First adapted from “Do You Stretch the Truth?,” first published in the September 2012 issue of Negotiation.
Tell the truth: Have you lied to a salesclerk or service provider lately? Maybe you blamed a restaurant for messing up your reservation, though you suspect
you probably provided the wrong date over the phone.
Or, after missing a deadline to return a piece of merchandise, you might have tried to win a clerk’s sympathy—and leniency—by referring to a family emergency that never really happened.
At some point or another, most people resort to little white lies—or even big ones—when negotiating for what they want from an organization. Such lies are especially tempting in negotiations with someone we don’t expect to meet again. We worry less about inconveniencing people we don’t know than those we do, and we also have less concern about damaging our reputation in a onetime encounter.
Such lies may seem benign, but they impose actual harm, ranging from a minor inconvenience to a significant financial cost. How can you more closely align your negotiating behavior with your sense of ethics?

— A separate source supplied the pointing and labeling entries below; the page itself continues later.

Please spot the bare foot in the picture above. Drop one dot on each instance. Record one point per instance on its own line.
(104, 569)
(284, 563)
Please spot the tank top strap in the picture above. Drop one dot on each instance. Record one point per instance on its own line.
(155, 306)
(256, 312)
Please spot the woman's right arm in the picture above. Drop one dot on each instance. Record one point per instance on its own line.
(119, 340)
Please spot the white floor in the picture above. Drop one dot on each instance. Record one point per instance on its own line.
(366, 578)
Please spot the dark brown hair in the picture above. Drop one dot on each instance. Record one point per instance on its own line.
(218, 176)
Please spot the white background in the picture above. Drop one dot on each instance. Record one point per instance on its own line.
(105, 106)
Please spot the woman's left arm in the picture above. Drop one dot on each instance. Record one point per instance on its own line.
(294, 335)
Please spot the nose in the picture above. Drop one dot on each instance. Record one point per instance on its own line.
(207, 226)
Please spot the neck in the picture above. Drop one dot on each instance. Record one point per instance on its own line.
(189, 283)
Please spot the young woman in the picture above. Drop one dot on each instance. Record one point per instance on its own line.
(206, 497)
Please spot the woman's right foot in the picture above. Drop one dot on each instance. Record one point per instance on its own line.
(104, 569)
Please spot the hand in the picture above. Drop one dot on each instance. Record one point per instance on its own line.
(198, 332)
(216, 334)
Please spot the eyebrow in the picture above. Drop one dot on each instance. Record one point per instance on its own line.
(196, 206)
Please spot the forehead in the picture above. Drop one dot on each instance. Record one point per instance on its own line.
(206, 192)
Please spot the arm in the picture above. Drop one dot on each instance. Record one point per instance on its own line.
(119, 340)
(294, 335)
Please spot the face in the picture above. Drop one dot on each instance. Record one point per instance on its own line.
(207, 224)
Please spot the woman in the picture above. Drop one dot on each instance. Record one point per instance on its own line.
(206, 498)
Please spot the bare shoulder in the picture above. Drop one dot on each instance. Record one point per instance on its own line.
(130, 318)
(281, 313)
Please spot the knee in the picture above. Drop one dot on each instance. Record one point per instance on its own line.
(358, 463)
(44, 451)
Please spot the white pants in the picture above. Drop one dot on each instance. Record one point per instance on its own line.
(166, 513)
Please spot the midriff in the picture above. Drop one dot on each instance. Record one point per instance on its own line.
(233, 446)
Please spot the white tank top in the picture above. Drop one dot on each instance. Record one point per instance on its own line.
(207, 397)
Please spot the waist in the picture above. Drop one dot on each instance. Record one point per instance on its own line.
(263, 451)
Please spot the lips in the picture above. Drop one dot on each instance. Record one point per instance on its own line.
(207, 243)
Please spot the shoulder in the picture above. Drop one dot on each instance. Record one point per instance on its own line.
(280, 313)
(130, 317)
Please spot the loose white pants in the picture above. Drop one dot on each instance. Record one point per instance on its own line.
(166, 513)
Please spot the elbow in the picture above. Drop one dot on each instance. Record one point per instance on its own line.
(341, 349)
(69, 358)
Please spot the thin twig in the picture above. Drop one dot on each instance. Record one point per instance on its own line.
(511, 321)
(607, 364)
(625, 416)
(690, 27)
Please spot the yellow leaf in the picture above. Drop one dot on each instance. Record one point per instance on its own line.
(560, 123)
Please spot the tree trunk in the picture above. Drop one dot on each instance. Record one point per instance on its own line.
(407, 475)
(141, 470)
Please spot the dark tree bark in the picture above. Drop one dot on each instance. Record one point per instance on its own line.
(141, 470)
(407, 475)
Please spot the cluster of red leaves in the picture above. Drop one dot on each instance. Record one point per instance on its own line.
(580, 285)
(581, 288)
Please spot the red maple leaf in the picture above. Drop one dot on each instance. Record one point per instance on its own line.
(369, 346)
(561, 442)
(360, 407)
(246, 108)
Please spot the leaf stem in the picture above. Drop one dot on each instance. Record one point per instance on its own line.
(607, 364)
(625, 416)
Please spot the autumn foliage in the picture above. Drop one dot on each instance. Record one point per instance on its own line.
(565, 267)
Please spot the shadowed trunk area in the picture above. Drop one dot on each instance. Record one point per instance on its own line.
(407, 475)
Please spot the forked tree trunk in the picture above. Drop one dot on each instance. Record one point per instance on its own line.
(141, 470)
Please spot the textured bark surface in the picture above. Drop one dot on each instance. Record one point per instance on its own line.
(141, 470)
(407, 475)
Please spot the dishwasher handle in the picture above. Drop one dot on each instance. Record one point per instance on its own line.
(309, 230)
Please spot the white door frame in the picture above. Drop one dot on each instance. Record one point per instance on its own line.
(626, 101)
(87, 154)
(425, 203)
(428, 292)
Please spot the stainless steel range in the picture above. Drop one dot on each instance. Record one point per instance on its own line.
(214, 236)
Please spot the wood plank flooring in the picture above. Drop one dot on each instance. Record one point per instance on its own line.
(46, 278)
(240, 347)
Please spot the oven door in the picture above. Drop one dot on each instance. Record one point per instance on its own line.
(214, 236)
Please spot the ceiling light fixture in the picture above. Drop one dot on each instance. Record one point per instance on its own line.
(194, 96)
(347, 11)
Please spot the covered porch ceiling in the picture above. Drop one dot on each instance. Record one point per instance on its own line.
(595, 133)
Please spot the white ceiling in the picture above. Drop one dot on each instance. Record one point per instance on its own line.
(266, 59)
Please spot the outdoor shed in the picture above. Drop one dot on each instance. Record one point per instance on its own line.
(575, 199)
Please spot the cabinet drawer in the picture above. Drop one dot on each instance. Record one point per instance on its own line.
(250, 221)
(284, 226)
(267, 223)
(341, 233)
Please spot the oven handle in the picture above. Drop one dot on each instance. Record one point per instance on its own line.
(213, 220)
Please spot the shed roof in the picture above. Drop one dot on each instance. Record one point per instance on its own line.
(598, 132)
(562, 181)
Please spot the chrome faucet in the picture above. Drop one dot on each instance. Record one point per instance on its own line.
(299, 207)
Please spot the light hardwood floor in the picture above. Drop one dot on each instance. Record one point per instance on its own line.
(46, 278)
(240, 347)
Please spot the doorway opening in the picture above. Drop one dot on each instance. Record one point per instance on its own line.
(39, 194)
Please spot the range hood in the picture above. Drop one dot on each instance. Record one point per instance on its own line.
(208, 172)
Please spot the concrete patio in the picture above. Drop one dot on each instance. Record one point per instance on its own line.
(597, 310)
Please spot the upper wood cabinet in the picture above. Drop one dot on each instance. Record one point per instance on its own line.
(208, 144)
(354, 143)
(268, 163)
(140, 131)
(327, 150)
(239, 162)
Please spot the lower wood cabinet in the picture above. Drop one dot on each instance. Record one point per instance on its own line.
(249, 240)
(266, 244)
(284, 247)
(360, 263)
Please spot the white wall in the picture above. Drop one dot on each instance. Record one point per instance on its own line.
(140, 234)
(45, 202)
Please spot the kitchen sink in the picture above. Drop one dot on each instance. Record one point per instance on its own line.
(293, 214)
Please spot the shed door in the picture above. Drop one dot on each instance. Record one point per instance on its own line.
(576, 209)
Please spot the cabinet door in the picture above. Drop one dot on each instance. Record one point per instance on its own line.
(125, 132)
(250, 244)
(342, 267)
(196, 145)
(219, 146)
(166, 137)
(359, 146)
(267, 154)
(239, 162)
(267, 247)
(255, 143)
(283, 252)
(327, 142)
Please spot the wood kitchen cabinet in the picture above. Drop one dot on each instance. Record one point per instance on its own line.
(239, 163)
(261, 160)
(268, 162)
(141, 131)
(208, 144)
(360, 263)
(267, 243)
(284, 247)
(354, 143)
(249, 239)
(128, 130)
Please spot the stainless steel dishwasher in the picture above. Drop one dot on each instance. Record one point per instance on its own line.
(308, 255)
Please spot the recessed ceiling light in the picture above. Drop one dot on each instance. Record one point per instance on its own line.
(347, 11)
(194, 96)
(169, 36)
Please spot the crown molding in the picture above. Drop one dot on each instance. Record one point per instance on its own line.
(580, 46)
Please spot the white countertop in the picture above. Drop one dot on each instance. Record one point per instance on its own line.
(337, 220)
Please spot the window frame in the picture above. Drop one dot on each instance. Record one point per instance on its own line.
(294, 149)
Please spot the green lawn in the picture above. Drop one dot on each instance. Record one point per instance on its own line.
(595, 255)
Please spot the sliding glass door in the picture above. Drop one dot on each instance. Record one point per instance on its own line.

In a negotiation, our snap judgments are likely to be more biased and less ethical than our more reasoned thought processes, write Harvard Business School professor Max H. Bazerman and Notre Dame University professor Ann E. Tenbrunsel in their book Blind Spots: Why We Fail to Do What’s Right and What to Do about It (Princeton University Press, 2011).
So, when possible, take time to think through how you will approach a pending negotiation over an item or a service, including how you will respond if the other party isn’t swayed by your arguments. With a little advance planning, you should be able to come up with a negotiating strategy that is both ethical and persuasive.